Originally Posted by
OpMidClimax
At this time there is no evidence of latency. Yes a decade later this could be proven different. But, with this genome, it's just not predicted. None of the colleagues I work with are tuned to this. We are all in agreement of reinfection vs relapse at the moment.
Dr.
Muhammad Yousuf highlights the summary below.
Current clinical evidence is highly in the two articles. Note in the first article (1) that HCWs who had clinical recovery did not transmit the disease to contacts despite positive RT-PCR tests.
Study (2), patients who had clinically recovered but showed positive RNA based RT-PCR tests did not transmit COVID-19 by donating plasma that was transfused to other recipients.

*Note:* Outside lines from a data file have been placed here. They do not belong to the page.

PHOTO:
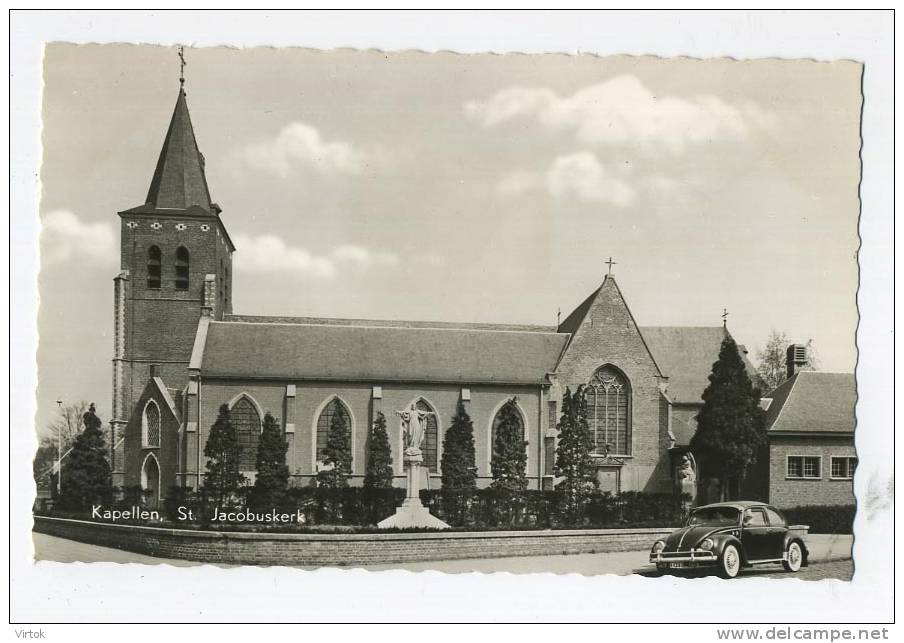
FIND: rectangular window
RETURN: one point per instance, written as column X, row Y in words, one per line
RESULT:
column 843, row 467
column 802, row 466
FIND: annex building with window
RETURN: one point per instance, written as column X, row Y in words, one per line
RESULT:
column 810, row 457
column 180, row 353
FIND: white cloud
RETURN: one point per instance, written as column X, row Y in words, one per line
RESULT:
column 364, row 257
column 267, row 254
column 66, row 238
column 624, row 111
column 582, row 175
column 300, row 144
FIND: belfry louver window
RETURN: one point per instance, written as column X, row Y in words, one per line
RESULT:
column 154, row 267
column 182, row 261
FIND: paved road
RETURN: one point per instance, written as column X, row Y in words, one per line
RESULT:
column 63, row 550
column 840, row 569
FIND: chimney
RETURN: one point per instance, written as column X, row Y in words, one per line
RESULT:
column 796, row 359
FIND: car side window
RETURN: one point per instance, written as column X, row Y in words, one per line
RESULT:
column 755, row 518
column 775, row 518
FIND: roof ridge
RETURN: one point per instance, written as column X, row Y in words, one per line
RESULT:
column 430, row 328
column 786, row 401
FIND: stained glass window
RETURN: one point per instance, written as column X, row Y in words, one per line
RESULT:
column 431, row 437
column 247, row 425
column 498, row 420
column 151, row 425
column 609, row 412
column 335, row 407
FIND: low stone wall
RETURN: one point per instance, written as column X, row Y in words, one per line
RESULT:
column 316, row 550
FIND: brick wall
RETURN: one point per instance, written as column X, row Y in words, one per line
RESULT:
column 785, row 492
column 158, row 325
column 344, row 550
column 311, row 397
column 608, row 335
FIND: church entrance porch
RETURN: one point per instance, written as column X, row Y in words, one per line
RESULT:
column 150, row 481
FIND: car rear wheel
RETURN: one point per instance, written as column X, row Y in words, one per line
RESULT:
column 793, row 558
column 730, row 562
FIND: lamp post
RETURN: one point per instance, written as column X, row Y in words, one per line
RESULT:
column 60, row 453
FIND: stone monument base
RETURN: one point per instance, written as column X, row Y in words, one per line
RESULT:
column 412, row 514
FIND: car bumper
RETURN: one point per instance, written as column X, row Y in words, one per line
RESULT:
column 680, row 559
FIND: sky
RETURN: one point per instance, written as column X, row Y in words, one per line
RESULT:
column 463, row 188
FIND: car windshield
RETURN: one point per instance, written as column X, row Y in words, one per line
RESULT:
column 714, row 516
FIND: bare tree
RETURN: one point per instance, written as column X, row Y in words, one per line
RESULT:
column 60, row 433
column 773, row 369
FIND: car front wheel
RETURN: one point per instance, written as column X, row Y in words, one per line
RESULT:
column 730, row 562
column 793, row 558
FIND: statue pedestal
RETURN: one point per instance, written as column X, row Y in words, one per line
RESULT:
column 412, row 513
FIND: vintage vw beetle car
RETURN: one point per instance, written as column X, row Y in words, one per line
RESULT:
column 732, row 535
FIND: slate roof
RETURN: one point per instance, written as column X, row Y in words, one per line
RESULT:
column 179, row 181
column 813, row 402
column 573, row 321
column 683, row 431
column 686, row 355
column 379, row 353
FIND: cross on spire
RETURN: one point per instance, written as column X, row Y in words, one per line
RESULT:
column 182, row 64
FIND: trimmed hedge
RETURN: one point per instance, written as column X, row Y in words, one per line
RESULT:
column 823, row 519
column 463, row 509
column 472, row 509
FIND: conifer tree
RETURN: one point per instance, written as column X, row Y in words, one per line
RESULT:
column 86, row 471
column 272, row 478
column 379, row 456
column 573, row 462
column 509, row 459
column 731, row 426
column 222, row 450
column 337, row 454
column 458, row 465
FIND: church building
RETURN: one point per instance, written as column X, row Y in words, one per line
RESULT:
column 180, row 352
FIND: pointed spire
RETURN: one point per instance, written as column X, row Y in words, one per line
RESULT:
column 179, row 181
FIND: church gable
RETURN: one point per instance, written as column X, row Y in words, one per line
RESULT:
column 153, row 429
column 603, row 331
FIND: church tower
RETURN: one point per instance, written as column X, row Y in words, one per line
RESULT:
column 176, row 265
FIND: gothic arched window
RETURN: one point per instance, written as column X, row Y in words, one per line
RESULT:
column 431, row 437
column 150, row 425
column 335, row 409
column 609, row 411
column 182, row 268
column 508, row 412
column 154, row 267
column 247, row 424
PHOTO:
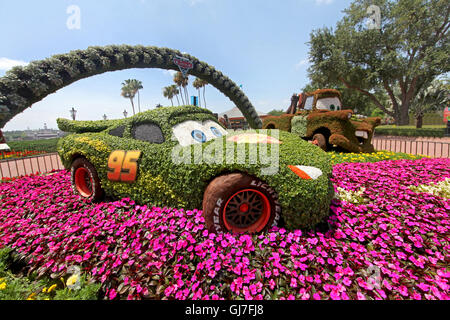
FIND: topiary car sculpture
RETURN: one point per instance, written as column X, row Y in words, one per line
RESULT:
column 318, row 117
column 245, row 181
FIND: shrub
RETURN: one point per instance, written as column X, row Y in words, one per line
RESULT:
column 162, row 253
column 45, row 145
column 163, row 183
column 410, row 132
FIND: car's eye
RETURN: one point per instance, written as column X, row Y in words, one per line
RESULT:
column 198, row 136
column 216, row 132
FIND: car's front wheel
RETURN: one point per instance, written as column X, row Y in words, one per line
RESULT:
column 85, row 180
column 240, row 203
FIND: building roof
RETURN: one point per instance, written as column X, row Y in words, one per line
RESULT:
column 236, row 113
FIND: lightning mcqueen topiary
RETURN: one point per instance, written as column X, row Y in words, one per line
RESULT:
column 245, row 181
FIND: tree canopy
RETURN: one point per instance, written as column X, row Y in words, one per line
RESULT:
column 406, row 48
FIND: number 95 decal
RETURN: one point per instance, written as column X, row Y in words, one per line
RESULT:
column 123, row 166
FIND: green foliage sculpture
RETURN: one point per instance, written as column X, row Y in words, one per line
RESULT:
column 23, row 86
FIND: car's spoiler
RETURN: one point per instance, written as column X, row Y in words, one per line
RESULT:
column 67, row 125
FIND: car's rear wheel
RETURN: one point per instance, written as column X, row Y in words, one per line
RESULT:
column 85, row 180
column 240, row 203
column 320, row 140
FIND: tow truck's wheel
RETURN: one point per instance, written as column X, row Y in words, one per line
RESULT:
column 240, row 203
column 320, row 141
column 85, row 180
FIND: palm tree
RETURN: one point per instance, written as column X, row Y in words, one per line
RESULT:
column 168, row 93
column 203, row 85
column 176, row 92
column 138, row 86
column 133, row 87
column 128, row 92
column 182, row 82
column 197, row 85
column 178, row 79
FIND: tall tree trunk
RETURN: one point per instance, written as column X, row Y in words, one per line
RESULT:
column 186, row 94
column 132, row 105
column 181, row 95
column 139, row 102
column 204, row 99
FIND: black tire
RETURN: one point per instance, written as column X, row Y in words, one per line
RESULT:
column 85, row 180
column 240, row 203
column 321, row 141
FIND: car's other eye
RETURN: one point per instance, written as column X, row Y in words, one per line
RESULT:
column 148, row 132
column 216, row 131
column 198, row 136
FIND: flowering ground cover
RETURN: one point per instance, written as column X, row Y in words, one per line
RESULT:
column 19, row 154
column 341, row 157
column 386, row 240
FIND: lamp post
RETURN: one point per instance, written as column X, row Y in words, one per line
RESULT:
column 73, row 113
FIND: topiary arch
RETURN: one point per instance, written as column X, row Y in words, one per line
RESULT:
column 23, row 86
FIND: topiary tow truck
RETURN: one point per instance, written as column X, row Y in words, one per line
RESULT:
column 318, row 117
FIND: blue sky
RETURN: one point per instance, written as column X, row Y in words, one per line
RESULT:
column 261, row 44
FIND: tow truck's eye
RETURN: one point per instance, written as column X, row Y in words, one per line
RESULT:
column 198, row 136
column 216, row 132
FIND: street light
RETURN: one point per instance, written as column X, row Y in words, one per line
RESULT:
column 73, row 113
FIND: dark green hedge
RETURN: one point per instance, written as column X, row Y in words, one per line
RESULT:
column 411, row 132
column 163, row 183
column 47, row 145
column 23, row 86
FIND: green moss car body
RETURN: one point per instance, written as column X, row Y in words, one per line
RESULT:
column 164, row 178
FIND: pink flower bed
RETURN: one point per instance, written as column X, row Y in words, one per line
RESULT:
column 394, row 247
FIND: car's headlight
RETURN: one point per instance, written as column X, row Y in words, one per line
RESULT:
column 306, row 172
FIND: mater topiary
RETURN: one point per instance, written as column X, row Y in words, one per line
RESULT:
column 162, row 181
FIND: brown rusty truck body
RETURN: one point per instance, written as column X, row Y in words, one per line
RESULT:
column 318, row 117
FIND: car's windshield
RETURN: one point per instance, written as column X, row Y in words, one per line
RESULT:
column 331, row 103
column 190, row 132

This indicates that SARS-CoV-2 virus latency or reactivation is more of a hype than a reality and viral RNA in clinically recovered patient is inactive viral litter or garbage, not an active virus.
1.
Article https://www.researchgate.net/publica..._February_2020
2.
Article https://www.researchgate.net/publica...ients_in_China
No evidence that people with herpes zoster - which is most of us - transmit it if we donate IGG either. I don’t know why you would consider that proof of anything. Yes, it’s an RNA virus and we haven’t seen that producing latency in humans (yet) but DNA viruses can be latent in other mammalian species and a coronavirus definitely can be latent in lab rats. Time will tell.